Date: Mon, 1 Oct 2007 12:36:18 +0200
From: Simone Campana <[log in to unmask]>
To: atlas-comp-oper (ATLAS Computing Operations) <[log in to unmask]>

Dear ATLAS sites, please pay particular attention to this.

Most sites are publishing wrong numbers in the ATLAS VOView. This is
particularly bad for job distribution, since the WMS looks at the VOView
infos to decide weather a site is empty or full. Therefore jobs are
piling up in sites which are already full and leave empty some sites
which could run jobs.

Jeff offered an explanation (see mail below) with a description of how
he fixed the problem, in addition the problem was reported at the last
LCG operation meeting but the situation looks particularly bad still.

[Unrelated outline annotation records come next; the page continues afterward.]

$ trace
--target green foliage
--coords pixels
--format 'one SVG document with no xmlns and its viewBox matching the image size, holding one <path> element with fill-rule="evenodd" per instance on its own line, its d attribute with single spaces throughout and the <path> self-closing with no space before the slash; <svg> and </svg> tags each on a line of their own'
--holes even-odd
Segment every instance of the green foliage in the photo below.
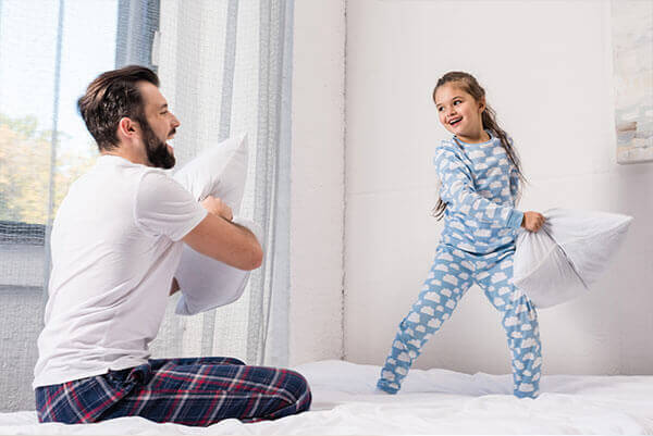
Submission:
<svg viewBox="0 0 653 436">
<path fill-rule="evenodd" d="M 57 136 L 61 139 L 64 135 L 58 132 Z M 53 217 L 70 185 L 95 162 L 96 153 L 90 150 L 90 145 L 82 153 L 61 152 L 57 147 L 51 169 L 52 132 L 38 130 L 34 116 L 11 119 L 0 114 L 0 221 L 46 224 L 50 180 Z"/>
</svg>

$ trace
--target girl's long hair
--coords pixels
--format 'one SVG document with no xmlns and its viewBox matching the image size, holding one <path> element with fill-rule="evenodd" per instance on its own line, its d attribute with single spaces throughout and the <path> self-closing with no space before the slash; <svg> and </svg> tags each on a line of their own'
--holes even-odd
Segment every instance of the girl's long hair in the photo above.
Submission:
<svg viewBox="0 0 653 436">
<path fill-rule="evenodd" d="M 438 80 L 438 84 L 435 84 L 435 88 L 433 89 L 433 101 L 435 101 L 435 92 L 438 91 L 438 88 L 448 83 L 456 83 L 456 85 L 458 85 L 465 92 L 473 97 L 476 101 L 481 101 L 485 97 L 485 90 L 479 85 L 477 79 L 471 74 L 454 71 L 446 73 Z M 496 112 L 494 112 L 486 101 L 485 110 L 481 113 L 481 121 L 483 123 L 483 129 L 490 130 L 492 135 L 501 140 L 501 145 L 506 150 L 506 154 L 508 155 L 510 163 L 517 170 L 519 180 L 526 183 L 526 177 L 521 172 L 521 161 L 519 160 L 519 155 L 513 146 L 510 146 L 510 142 L 508 141 L 508 135 L 498 126 L 498 123 L 496 122 Z M 521 183 L 519 184 L 519 192 L 517 198 L 520 197 L 520 192 Z M 435 208 L 433 208 L 433 216 L 435 216 L 438 220 L 442 220 L 445 209 L 446 203 L 442 201 L 442 197 L 440 197 Z"/>
</svg>

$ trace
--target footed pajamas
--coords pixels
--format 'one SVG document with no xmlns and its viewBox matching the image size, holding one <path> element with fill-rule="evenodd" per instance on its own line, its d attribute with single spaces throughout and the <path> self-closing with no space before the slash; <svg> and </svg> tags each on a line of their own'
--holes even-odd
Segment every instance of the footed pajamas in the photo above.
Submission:
<svg viewBox="0 0 653 436">
<path fill-rule="evenodd" d="M 399 324 L 378 387 L 390 394 L 401 388 L 429 337 L 477 284 L 502 313 L 515 396 L 535 398 L 542 364 L 538 314 L 512 283 L 515 236 L 523 219 L 514 208 L 517 172 L 492 135 L 483 144 L 445 140 L 434 163 L 442 180 L 440 196 L 447 203 L 444 229 L 419 298 Z"/>
</svg>

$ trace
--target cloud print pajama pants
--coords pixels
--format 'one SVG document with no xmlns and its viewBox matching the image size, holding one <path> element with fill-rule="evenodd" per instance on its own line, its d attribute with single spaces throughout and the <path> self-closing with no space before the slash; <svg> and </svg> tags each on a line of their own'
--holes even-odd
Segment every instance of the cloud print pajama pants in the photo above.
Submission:
<svg viewBox="0 0 653 436">
<path fill-rule="evenodd" d="M 535 398 L 542 364 L 538 314 L 528 297 L 510 283 L 514 253 L 514 245 L 488 254 L 439 246 L 419 299 L 399 324 L 378 387 L 390 394 L 399 389 L 420 349 L 476 283 L 503 314 L 502 325 L 513 359 L 515 396 Z"/>
</svg>

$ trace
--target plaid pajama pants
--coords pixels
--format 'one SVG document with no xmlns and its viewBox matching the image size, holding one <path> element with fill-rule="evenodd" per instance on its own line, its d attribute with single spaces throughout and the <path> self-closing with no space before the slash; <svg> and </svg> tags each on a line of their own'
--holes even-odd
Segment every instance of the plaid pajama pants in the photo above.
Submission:
<svg viewBox="0 0 653 436">
<path fill-rule="evenodd" d="M 227 418 L 274 420 L 308 410 L 298 373 L 231 358 L 152 359 L 148 363 L 36 388 L 40 422 L 93 423 L 121 416 L 207 426 Z"/>
</svg>

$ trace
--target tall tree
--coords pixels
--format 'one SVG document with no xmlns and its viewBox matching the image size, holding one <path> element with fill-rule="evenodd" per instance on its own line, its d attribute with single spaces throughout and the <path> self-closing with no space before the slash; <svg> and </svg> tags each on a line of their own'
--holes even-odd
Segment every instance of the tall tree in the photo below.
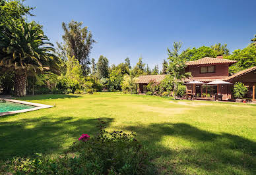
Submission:
<svg viewBox="0 0 256 175">
<path fill-rule="evenodd" d="M 30 11 L 34 8 L 24 5 L 19 1 L 0 0 L 0 31 L 5 25 L 24 20 L 24 16 L 32 16 Z"/>
<path fill-rule="evenodd" d="M 164 59 L 163 66 L 162 66 L 162 72 L 161 72 L 162 74 L 167 74 L 168 64 L 168 63 L 167 63 L 167 61 L 165 59 Z"/>
<path fill-rule="evenodd" d="M 121 90 L 121 83 L 123 76 L 129 74 L 129 68 L 125 63 L 120 63 L 117 66 L 113 65 L 110 74 L 110 88 L 111 89 Z"/>
<path fill-rule="evenodd" d="M 143 58 L 139 58 L 139 62 L 136 64 L 136 66 L 132 70 L 133 74 L 135 76 L 143 75 L 146 74 L 145 71 L 145 63 L 143 62 Z"/>
<path fill-rule="evenodd" d="M 94 58 L 92 59 L 92 75 L 95 76 L 96 74 L 96 65 L 95 63 L 95 59 Z"/>
<path fill-rule="evenodd" d="M 237 63 L 230 66 L 230 73 L 256 66 L 256 47 L 250 44 L 243 49 L 235 50 L 232 55 L 225 59 L 236 60 Z"/>
<path fill-rule="evenodd" d="M 97 63 L 97 76 L 99 80 L 109 77 L 108 60 L 103 55 L 100 55 Z"/>
<path fill-rule="evenodd" d="M 251 39 L 251 41 L 253 42 L 253 45 L 256 46 L 256 35 L 254 35 L 254 38 Z"/>
<path fill-rule="evenodd" d="M 125 63 L 129 67 L 129 68 L 131 68 L 130 59 L 129 57 L 126 57 Z"/>
<path fill-rule="evenodd" d="M 59 72 L 53 45 L 35 22 L 13 21 L 0 33 L 0 66 L 15 72 L 15 94 L 26 94 L 26 76 L 46 70 Z"/>
<path fill-rule="evenodd" d="M 199 48 L 190 48 L 182 51 L 181 57 L 187 61 L 195 61 L 202 59 L 203 57 L 214 57 L 215 58 L 218 54 L 212 48 L 207 46 L 202 46 Z"/>
<path fill-rule="evenodd" d="M 168 51 L 169 64 L 168 70 L 172 76 L 174 80 L 174 97 L 176 98 L 177 87 L 179 84 L 183 82 L 184 78 L 189 77 L 190 73 L 185 72 L 186 58 L 179 55 L 179 51 L 181 47 L 181 43 L 174 42 L 172 50 L 167 49 Z"/>
<path fill-rule="evenodd" d="M 151 69 L 150 69 L 150 68 L 148 66 L 148 64 L 146 64 L 146 74 L 147 74 L 147 75 L 151 74 Z"/>
<path fill-rule="evenodd" d="M 95 41 L 92 34 L 87 27 L 82 27 L 82 22 L 72 20 L 68 24 L 62 23 L 64 34 L 64 48 L 69 57 L 75 57 L 82 65 L 82 73 L 84 76 L 90 72 L 89 54 Z"/>
<path fill-rule="evenodd" d="M 217 43 L 210 46 L 212 50 L 216 51 L 217 55 L 229 55 L 230 50 L 227 48 L 227 44 L 221 45 Z"/>
<path fill-rule="evenodd" d="M 153 75 L 157 75 L 159 73 L 159 68 L 158 68 L 158 65 L 154 66 L 154 68 L 153 68 L 152 71 L 152 74 Z"/>
</svg>

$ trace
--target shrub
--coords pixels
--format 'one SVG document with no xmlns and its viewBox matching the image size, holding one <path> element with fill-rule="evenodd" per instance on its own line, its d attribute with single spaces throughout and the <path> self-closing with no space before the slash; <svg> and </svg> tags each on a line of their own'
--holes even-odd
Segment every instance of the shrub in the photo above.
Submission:
<svg viewBox="0 0 256 175">
<path fill-rule="evenodd" d="M 39 86 L 36 89 L 35 89 L 34 91 L 35 94 L 48 94 L 51 93 L 51 89 L 45 86 Z"/>
<path fill-rule="evenodd" d="M 137 93 L 137 78 L 133 78 L 132 76 L 125 75 L 121 84 L 123 92 L 131 94 Z"/>
<path fill-rule="evenodd" d="M 147 92 L 146 92 L 146 95 L 153 95 L 153 93 L 151 91 L 147 91 Z"/>
<path fill-rule="evenodd" d="M 58 88 L 55 88 L 52 89 L 52 93 L 53 93 L 53 94 L 65 94 L 65 91 L 59 90 Z"/>
<path fill-rule="evenodd" d="M 164 92 L 162 93 L 162 97 L 169 97 L 169 92 L 168 92 L 168 91 L 164 91 Z"/>
<path fill-rule="evenodd" d="M 82 134 L 63 156 L 54 159 L 15 158 L 0 172 L 15 174 L 142 174 L 153 169 L 135 135 L 122 131 L 108 132 L 99 120 L 94 137 Z"/>
<path fill-rule="evenodd" d="M 77 89 L 75 90 L 75 91 L 74 92 L 75 94 L 82 94 L 83 93 L 84 91 L 82 91 L 82 90 L 79 90 L 79 89 Z"/>
<path fill-rule="evenodd" d="M 241 82 L 237 82 L 234 86 L 234 96 L 236 99 L 241 99 L 244 97 L 247 91 L 247 88 Z"/>
<path fill-rule="evenodd" d="M 158 95 L 160 94 L 159 84 L 155 83 L 154 81 L 150 81 L 146 86 L 146 89 L 148 91 L 152 92 L 152 94 Z"/>
<path fill-rule="evenodd" d="M 177 96 L 183 97 L 186 94 L 186 86 L 182 84 L 179 84 L 176 90 Z"/>
<path fill-rule="evenodd" d="M 94 93 L 94 90 L 92 89 L 86 89 L 86 93 L 89 93 L 89 94 L 92 94 Z"/>
</svg>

I put a list of problematic CEs in

http://voatlas01.cern.ch/atlas/data/VOViewProblem.log

Beside the CE name, you find some numbers, which represent the number of
waiting and running jobs from the "all inclusive" view (showing infos
about all VOS supported in that queue) and the number of waiting and
running jobs obtained adding up all the VOViews for VOs supported by
that site. Generally the two numbers for both waiting and running jobs
should be the same, but they dont


Some further docs about debugging of Inforation Providers, beside jeff'
s explanation, is in this Twiki from Laurence.

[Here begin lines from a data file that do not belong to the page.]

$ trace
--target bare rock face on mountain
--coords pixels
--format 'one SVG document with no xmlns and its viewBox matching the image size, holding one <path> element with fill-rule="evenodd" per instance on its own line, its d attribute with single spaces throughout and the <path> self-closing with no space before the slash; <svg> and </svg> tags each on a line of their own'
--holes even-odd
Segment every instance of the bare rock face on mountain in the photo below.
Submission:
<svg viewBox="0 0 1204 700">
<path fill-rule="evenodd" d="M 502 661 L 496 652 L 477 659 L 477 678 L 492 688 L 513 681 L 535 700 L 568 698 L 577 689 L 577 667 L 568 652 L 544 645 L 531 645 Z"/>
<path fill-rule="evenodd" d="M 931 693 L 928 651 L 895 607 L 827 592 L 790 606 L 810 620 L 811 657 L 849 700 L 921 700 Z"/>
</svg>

http://twiki.cern.ch/twiki/bin/view/EGEE/TestingDynamicInformation

Could atlas sites please investigate and give a statement, possibly
fixing the problem (there may be some false positives, but generally the
problem is there).

If this situation lasts long it would be quite bad for production and at
some point drastic measures like site banning will be necessarily
enforced.

Thanks for the attention.

Simone



> -----Original Message-----
> From: Jeff Templon [mailto:[log in to unmask]]
> Sent: Friday, September 28, 2007 3:43 PM
> To: Nicholas Thackray; atlas-comp-oper (ATLAS Computing Operations);
> Gergely Debreczeni
> Subject: changed lcg-info-dynamic-scheduler.conf
> 
> Hi *,
> 
>    It was reported at the ops meeting (and associated tickets opened)
> that most ATLAS jobs were invisible from the VOViews published by
> sites.
> 
>    The case here was that the dynamic-scheduler was being configured
to
> map special groups to FQANs, while publishing of these FQANs was
turned
> off in the machine BDII.  Hence yes, the special groups have been
> configured to be invisible.
> 
>    I turned them back on, by configuring the dynamic scheduler (by
> hand) to map all VO special groups to the generic VO.  I suspect this
> is what is needed at other sites as well, perhaps you could check and
> announce the necessary changes.  Please make sure that the
announcement
> is worded correctly, people seem to be getting the impression that
> there is a bug in the information provider, this is definitely not
> responsible for what is seen; the info provider is doing exactly what
> is requested!
> 
>    Gergo could you check : I suspect that YAIM is still doing this
> group-to-FQAN mapping, even though publishing is turned off.  That's
> the only way I can understand that 130 separate queues are affected.
> 
> 			JT
> 
> ps: what I did here to fix it as attachment.  Don't blindly apply the
> patch because your site's mix of VOs may be different.